Reputation: 13
I'm just getting started in R and I'm trying to wrap my head around barplot for a university assignment. Specifically, I am using the General Social Survey 2018 dataset (for codebook: https://www.thearda.com/Archive/Files/Codebooks/GSS2018_CB.asp) and I am trying to figure out if religion has any effect on the way people seek out help for mental health. I want to use reliten
(self-assessment of religiousness - from strong to no religion) as the IV and tlkclrgy
, (asks if a person with mental health issues should reach out to a religious leader - yes or no) as the DV. For a better visualization of the data, I want to create a side-by-side barplot with reliten
on the x-axis and see how many people answered yes and no on tlkclrgy
. My problem is that on the barplot I get numbers instead of categories (from strong to no religion). This is what I tried, but I keep getting NA on the x-axis:
GSS$reliten <- factor(as.character(GSS$reliten),
levels = c("No religion", "Somewhat
strong", "Not very strong",
"Strong"))
GSS <- GSS18[!GSS18$tlkclrgy %in% c(0, 8, 9),]
GSS$reliten <- as_factor(GSS$reliten)
GSS$tlkclrgy <- as_factor(GSS$tlkclrgy)
ggplot(data=GSS,mapping=aes(x=reliten,fill=tlkclrgy))+
geom_bar(position="dodge")
Does anybody have any tips?
Upvotes: 1
Views: 56
Reputation: 76402
Here is complete code to download the codebook and data, table the two columns of interest and plot the frequencies.
Data will be downloaded to a temporary directory, to keep my disk palatable. Use of these first two instructions is optional
od <- getwd()
setwd("~/Temp")
These are the links to the two files that need to be read and the filenames.

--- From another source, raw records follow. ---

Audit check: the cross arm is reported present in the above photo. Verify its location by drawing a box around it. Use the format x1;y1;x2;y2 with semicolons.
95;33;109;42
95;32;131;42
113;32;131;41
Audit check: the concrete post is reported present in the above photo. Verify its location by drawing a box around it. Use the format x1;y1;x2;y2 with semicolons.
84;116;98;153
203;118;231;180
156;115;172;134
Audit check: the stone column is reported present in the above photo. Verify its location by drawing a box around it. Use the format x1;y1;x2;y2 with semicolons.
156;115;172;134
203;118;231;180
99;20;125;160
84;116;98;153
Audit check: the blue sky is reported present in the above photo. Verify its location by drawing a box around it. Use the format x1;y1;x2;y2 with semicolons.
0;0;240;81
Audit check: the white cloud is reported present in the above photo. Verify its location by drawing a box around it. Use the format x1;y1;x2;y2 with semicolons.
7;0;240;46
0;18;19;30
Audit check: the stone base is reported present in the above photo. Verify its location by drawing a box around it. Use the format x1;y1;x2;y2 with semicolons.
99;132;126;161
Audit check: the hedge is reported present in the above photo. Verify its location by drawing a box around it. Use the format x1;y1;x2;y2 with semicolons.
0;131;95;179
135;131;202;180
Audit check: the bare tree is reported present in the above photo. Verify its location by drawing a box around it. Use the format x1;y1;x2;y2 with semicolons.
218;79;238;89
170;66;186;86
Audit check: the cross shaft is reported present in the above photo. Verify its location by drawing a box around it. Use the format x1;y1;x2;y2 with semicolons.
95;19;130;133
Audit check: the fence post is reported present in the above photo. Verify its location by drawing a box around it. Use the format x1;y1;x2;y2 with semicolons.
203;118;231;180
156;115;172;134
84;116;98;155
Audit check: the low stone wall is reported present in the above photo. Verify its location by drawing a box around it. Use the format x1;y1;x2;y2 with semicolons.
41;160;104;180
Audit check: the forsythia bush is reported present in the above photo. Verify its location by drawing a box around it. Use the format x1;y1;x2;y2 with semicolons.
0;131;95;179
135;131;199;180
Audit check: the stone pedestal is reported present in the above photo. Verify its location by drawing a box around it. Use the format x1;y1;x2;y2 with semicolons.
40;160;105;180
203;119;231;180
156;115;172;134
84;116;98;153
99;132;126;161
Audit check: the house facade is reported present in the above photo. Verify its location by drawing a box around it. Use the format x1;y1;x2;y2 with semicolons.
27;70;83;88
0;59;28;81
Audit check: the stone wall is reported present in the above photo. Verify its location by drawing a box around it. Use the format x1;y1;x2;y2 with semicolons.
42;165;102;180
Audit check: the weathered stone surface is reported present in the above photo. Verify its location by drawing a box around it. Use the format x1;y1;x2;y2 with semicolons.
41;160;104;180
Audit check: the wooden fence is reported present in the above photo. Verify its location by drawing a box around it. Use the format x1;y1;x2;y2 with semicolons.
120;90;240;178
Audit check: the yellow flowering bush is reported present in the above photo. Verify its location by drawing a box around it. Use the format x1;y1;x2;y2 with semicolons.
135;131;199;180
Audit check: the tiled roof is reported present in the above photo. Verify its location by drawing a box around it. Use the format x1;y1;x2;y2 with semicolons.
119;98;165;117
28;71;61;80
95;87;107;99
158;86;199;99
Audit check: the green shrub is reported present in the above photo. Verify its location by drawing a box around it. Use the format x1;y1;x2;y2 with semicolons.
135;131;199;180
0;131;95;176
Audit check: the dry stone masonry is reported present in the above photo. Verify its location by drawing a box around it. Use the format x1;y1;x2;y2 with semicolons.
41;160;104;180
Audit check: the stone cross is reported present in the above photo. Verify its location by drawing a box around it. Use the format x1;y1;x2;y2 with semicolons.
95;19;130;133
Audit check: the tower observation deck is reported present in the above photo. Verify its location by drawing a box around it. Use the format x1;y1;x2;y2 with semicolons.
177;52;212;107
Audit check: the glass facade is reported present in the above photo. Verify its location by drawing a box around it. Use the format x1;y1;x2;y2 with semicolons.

cols_url <- "https://osf.io/ydxu4/download"
cols_file <- "General Social Survey, 2018.col"
data_url <- "https://osf.io/e76rv/download"
data_file <- "General Social Survey, 2018.dat"
download.file(cols_url, cols_file, mode = "wb")
download.file(data_url, data_file, mode = "wb")
Now read in the codebook and process it, extracting the column widths and column names.
cols <- readLines(cols_file)
cols <- strsplit(cols, ": ")
widths_char <- sapply(cols, '[', 2)
i_widths <- grepl("-", widths_char)
f <- function(x) -eval(parse(text = x)) + 1L
widths <- rep(1L, length(widths_char))
widths[i_widths] <- f(widths[i_widths])
col_names <- sapply(cols, '[', 1)
col_names <- trimws(sub("^.[^ ]* ", "", col_names))
col_names <- tolower(col_names)
Finally, read the fixed width text file.
df1 <- read.fwf(data_file, widths = widths, header = FALSE, na.strings = "-", col.names = col_names)
Find out where are the two columns we want with grep
.
i_cols <- c(
grep("reliten", col_names, ignore.case = TRUE),
grep("tlkclrgy", col_names, ignore.case = TRUE)
)
head(df1[i_cols])
Table those columns and coerce to data.frame. Then coerce the columns to factor.
Here there is a problem, there is no answer 3 for tlkclrgy
in the published survey but there are answers 3 in the data file. So I have created an extra factor level.
GSS <- as.data.frame(table(df1[i_cols]))
labels_reliten <- c(
"Not applicable",
"Strong",
"Not very strong",
"Somewhat Strong",
"No religion",
"Don't know",
"No answer"
)
levels_reliten <- c(0, 1, 2, 3, 4, 8, 9)
labels_tlkclrgy <- c(
"Not applicable",
"Yes",
"No",
"Not in codebook",
"Don't know",
"No answer"
)
levels_tlkclrgy <- c(0, 1, 2, 3, 8, 9)
GSS$reliten <- factor(
GSS$reliten,
labels = labels_reliten,
levels = levels_reliten
)
GSS$tlkclrgy <- factor(
GSS$tlkclrgy,
labels = labels_tlkclrgy,
levels = levels_tlkclrgy
)
library(ggplot2)
ggplot(data = GSS, mapping = aes(x = reliten, y = Freq, fill = tlkclrgy)) +
geom_col(position = "dodge")
Upvotes: 1